Sending a drink back, in the drive-through, was a horrible business. The baristas were generally frantic, trying to keep up with an endless flood, and our line stretched back through the parking lot, I could see over the monitor. In those moments, I would be torn between Elke's voice that said "Act with speed!" and Elke's voice that said "Please the guest!" and generally my innate will to please would win out. "I'm so sorry to hear that! I'll get you a skim one!" I tried to act like it wasn't my fault.
"With sugar-free syrup," she said, pleased with herself. As I turned to set it aside, she'd add, "But be sure that you add the extra whip!"
They'd get angry if I shut the window again, I thought. I let the heat from the store sweep out over the line of cars, felt the Arctic wind that blew off the highway sneak around the SUV and whip my face. Finally my co-worker thunked the drink down next to me. Skim-sugar-free-whip-on-top latte firmly in hand, the SUV pulled away in a haze of smoke fumes and righteous fury, and straightaway the next customer drove up, usually a minvan full of children, all wanting coolers. At the wheel, the mother was already saying "Excuse me, I don't know if you realize, but we've been waiting for about ten minutes back there..."
I don't know how I wasn't fired. Certainly, I worked there for a year and a half and was never promoted, never made shift supervisor or anything like that, but neither did they edge me out. Apart from the fact that I didn't steal money, I think my only asset was my ability to keep calm when strange things happened. Once, a truck roared up to the window without having stopped at the speaker, and the man inside yelled, "Hey, did you know that Caribou is owned by the Saudis now?"
It was true that a Bahrain bank had just bought a majority share in Caribou, I'd read it in a section of my dad's paper while eating a bowl of Quaker Oats that morning, and so I said, "Yes..."

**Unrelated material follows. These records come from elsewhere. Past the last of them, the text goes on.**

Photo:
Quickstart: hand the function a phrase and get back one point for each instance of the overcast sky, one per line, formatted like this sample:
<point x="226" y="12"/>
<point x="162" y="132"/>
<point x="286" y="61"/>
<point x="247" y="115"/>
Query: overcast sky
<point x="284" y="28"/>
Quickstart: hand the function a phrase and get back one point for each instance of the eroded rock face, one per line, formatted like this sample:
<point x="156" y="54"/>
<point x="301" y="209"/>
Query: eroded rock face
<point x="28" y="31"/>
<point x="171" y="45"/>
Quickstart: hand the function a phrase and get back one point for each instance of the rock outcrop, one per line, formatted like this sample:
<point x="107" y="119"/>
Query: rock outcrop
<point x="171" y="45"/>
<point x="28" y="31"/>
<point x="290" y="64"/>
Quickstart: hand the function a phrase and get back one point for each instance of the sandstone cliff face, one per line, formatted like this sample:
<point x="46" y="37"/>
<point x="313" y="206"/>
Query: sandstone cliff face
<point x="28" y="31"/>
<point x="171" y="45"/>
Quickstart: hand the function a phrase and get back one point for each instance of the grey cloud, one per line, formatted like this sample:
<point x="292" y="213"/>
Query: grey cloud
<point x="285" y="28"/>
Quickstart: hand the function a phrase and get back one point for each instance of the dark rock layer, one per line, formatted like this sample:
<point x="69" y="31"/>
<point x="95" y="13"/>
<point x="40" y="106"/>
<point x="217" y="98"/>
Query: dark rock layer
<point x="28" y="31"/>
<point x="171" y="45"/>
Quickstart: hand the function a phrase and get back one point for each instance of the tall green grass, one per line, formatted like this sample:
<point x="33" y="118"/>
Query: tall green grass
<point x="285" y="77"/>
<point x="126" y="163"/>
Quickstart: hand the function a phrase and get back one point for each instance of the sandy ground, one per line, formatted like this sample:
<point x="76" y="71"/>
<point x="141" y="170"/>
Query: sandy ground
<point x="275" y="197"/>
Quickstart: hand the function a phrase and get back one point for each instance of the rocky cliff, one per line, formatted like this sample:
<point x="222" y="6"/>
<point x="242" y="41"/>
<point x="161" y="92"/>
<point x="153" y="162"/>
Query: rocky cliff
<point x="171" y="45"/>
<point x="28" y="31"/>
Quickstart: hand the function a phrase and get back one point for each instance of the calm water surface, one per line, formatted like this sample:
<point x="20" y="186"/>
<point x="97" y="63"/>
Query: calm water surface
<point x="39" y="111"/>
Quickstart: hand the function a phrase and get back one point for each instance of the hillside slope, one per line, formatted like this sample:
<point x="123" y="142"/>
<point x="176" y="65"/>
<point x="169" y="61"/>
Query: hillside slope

"Well soon enough they'll have you WEARING A BURKA!" and he pointed his finger at me and sped off.
On another occasion, I was lucky enough to be working the counter on a Sunday morning. An old woman hobbled up, her hair artificially sandy, her lips drawn on with chocolate-colored pencil. She set a rolled-up poster on the counter and unrolled it with arthritic hands. It was for the movie version of "The Lion, the Witch and the Wardrobe." The woman looked up at me. Her eyes didn't quite focus. She said, "The Lion is Jesus!" and then turned around, hobbled out. She didn't order anything, either.
I stayed because my friends were there, and because, by the time I'd been working there for a month, I was addicted to the free coffee. When we made Coolers, there was always something left over, and I'd take them like shots, the little Dixie cups of sludgy milky coffee-shake. I graduated to lattes, then to cups of straight black coffee. Nobody cared, at the time, and especially nobody cared late at night, when it'd only be three of us working, making smoothies for cars full of stoned teenagers - I'd get blatant, dig my hands into the bowl of Snickers bits, snarf chocolate-covered espresso beans, make new and interesting drink combinations. (Raspberry-vanilla-mint? Sure! Lemon anything? Why not?) I liked the illusion of freedom: here I was, left alone in this corporate entity I'd visited since I was a little girl (hot chocolates with the gummy monster on top when my dad splurged on coffee on weekends).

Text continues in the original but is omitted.